The evening started with a video on how to photograph pets to get a picture to help with painting a portrait by Glynis Barnes Mellish. She suggested that the photographer gets down to the same level as the animal and doesn't use flash. The background should be simple and the picture not include people.
The second video dealt with composition and the "rule of thirds" - usually regarded not as a rule but an aid to composition. The author - Will Kemp - does on-line courses .
We then had a series of drawing tips by Phil Davies. Referring to a still life he suggested that the general arrangement is drawn first. As curved lines are more difficult it is best to draw a series of straight lines first then turn them into a curve. Block in the shadows first and then the highlights.
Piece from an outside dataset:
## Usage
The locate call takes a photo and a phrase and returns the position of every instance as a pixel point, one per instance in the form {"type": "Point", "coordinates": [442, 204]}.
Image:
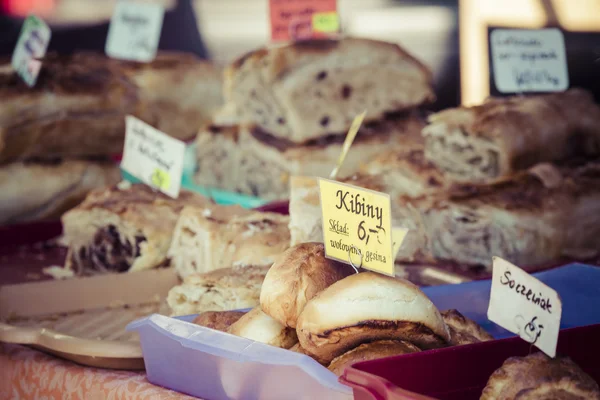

Di then did a live demonstration on scaling up a portrait from a photograph using strips of paper and proportional dividers. The strips of paper were placed on the photograph to form a grid and a proportional one created on the canvas. This was done using the dividers and locking on to features such as the tip of the nose as reference points. It was then easy to transfer the subject in the different segments using good judgement. She referred us to her website www. Old
Fine Art . co.uk for more information. England
After the tea break we had another video by Will Kemp this time on mixing greens to paint trees. He picked up blues and yellows on a wide flat brush and then rolled it across the canvas to produce a tree. Sound simple but needs practice!
We then had a session on "loosening up" by Peter Keegan. The first point he made was that it is best to stand back from your work and hold the brush by the main part of the handle and not the ferrule. Also a large brush helps a looser style and if it feels too big it is probably just right. Using few brush strokes helps and - even more important - take a break!
Next followed a tip from Rob Dudley who suggested dividing a large sheet of paper into squares with masking tape to form small "paintings". These could then be used to practice e.g. skies in different colours and moods and produce good reference material.
We then had 5 top tips for portraiture. These were:-
(i) nose - this is usually drawn too long so turn the photo reference if using one on it's side to get the feel of the length. Compare the length with the distance to the eyes or chin.
(ii) eyes - these are usually the same size as the bridge of the nose. They tend to be pushed apart.
(iii) ear - this is slightly down from the eye line so keep it low.
(iv) neck and shoulder - these are lower than you think so check that the neck is not lengthened.
(v) jaw - usually made too round so keep it angular.
This was a fascinating evening so Thank You, Di, for all your hard work.